There's a very well known result in machine learning that states that a single hidden layer is enough to approximate any smooth, bounded function (the paper was called "Multilayer feedforward networks are universal approximators" and it's now almost 20 years old). There are several things to note, however.
The single hidden layer may need to be arbitrarily wide.
This says nothing about the ease with which an approximation may be found; in general large networks are hard to train properly and fall victim to overfitting quite frequently (the exception are so-called "convolutional neural networks" which really are only meant for vision problems).
This also says nothing about the efficiency of the representation. Some functions require exponential numbers of hidden units if done with one layer but scale much more nicely with more layers (for more discussion of this read Scaling Learning Algorithms Towards AI)
The problem with deep neural networks is that they're even harder to train. You end up with very very small gradients being backpropagated to the earlier hidden layers and the learning not really going anywhere, especially if weights are initialized to be small (if you initialize them to be of larger magnitude you frequently get stuck in bad local minima). There are some techniques for "pre-training" like the ones discussed in this Google tech talk by Geoff Hinton which attempt to get around this.
This is very interesting question but it's not so easy to answer. It depends on the problem you try to resolve and what neural network you try to use. There are several neural network types.
I general it's not so clear that more nodes equals more precision. Research show that you need mostly only one hidden layer. The numer of nodes should be the minimal numer of nodes that are required to resolve a problem. If you don't have enough of them - you will not reach solution.
From the other hand - if you have reached the number of nodes that is good to resolve solution - you can add more and more of them and you will not see any further progress in result estimation.
That's why there are so many types of neural networks. They try to resolve different types of problems. So you have NN to resolve static problems, to resolve time related problems and so one. The number of nodes is not so important like the design of them.
When you have a hidden layer is that you are creating a combined feature of the input. So, is the problem better tackled by more features of the existing input, or through higher-order features that come from combining existing features? This is the trade-off for a standard feed-forward network.
You have a theoretical reassurance that any function can be represented by a neural network with two hidden layers and non-linear activation.
Also, consider using additional resources for boosting, instead of adding more nodes, if you're not certain of the appropriate topology.
Very rough rules of thumb
generally more elements per layer for bigger input vectors.
more layers may let you model more non-linear systems.
If the kind of network you are using has delays in propagation , more layers may allow modelling of time series . Take care to have time jitter in the delays or it wont work very well. If this is just gobbledegook to you, ignore it.
More layers lets you insert recurrent features. This can be very useful for discrimination tasks. You ANN implementation my not permit this.
The number of units per hidden layer accounts for the ANN's potential to describe an arbitrarily complex function. Some (complicated) functions may require many hidden nodes, or possibly more than one hidden layer.

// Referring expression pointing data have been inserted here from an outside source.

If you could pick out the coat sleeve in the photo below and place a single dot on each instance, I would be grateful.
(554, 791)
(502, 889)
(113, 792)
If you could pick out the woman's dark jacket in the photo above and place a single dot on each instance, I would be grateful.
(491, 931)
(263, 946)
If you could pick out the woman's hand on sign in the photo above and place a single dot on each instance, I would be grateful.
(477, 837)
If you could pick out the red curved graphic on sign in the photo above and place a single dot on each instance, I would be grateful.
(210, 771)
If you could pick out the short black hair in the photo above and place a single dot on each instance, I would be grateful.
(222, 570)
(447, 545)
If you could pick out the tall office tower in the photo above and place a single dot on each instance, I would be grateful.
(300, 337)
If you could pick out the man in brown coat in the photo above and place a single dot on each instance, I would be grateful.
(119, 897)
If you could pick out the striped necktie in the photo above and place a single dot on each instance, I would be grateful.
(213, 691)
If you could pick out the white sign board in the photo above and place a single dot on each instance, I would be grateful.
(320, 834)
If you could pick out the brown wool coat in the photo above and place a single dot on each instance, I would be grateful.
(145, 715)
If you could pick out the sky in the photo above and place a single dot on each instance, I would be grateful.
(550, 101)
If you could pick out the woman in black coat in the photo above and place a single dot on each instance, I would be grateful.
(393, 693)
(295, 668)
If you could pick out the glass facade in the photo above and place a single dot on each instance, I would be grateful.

When a function can be roughly approximated by a certain number of hidden units, any extra nodes will provide more accuracy...but this is only true if the training samples used are enough to justify this addition - otherwise what will happen is "overconvergence". Overconvergence means that your ANN has lost its generalization abilities because it has overemphasized on the particular samples.
In general it is best to use the less hidden units possible, if the resulting network can give good results. The additional training patterns required to justify more hidden nodes can not be found easily in most cases, and accuracy is not the NNs' strong point.